George burst onto the scene this season, making his first All-Star team and winning the league’s Most Improved Player award. He averaged 17/7/4 on the season, shooting 42% from the floor, and 36% from beyond the arc. In the first round against Atlanta, George posted a triple-double in Game 1, and averaged 19/10/5 for the series. He has become the go-to player on offense for the Pacers, using a slashing style to get to the rim with ease.
Digging a little deeper, however, some cracks in his game appear. During the regular season, George shot over 44% from the field, and a blistering 42% from three-point land at home. He averaged over 19.3 ppg in the confines of Bankers Life Fieldhouse. On the road, though, his scoring dipped to 15.6 ppg, and his FG% plummeted to 39%, with an eye-popping 29% from three.
In Round 1, the disparity was even more drastic. Take a look at George’s home/road splits against Atlanta:
Home: 23.7 ppg, 9.7 rpg, 6.7 apg 50% FG
Away: 13.7 ppg, 9.3 rpg, 3.3 apg 32% FG
Obviously, his scoring was slashed nearly in half as he struggled from the field (mostly battling against Josh Smith after an adjustment by Atlanta in Games 3 and 4). Also of note, is his decline in assists. The Pacers rely on George not only for his individual scoring, but also his play-making ability.

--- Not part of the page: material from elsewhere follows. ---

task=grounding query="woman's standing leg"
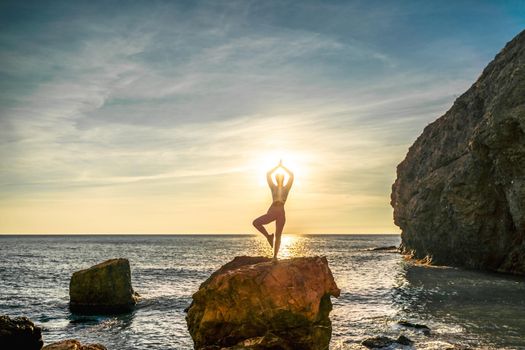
[273,208,286,259]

The Knicks will most likely stick Iman Shumpert on George, and try and match quickness with quickness. In the four regular season matchups between Indiana and New York, George averaged 20 ppg on 43% from the field. Shumpert will have to make George an outside jump shooter. He’s not yet an elite level shooter, especially from deep. Shumpert has the size and speed to stay with George. If he can make George into a pedestrian shooter - like he did to Paul Pierce - the Knicks will be in great shape.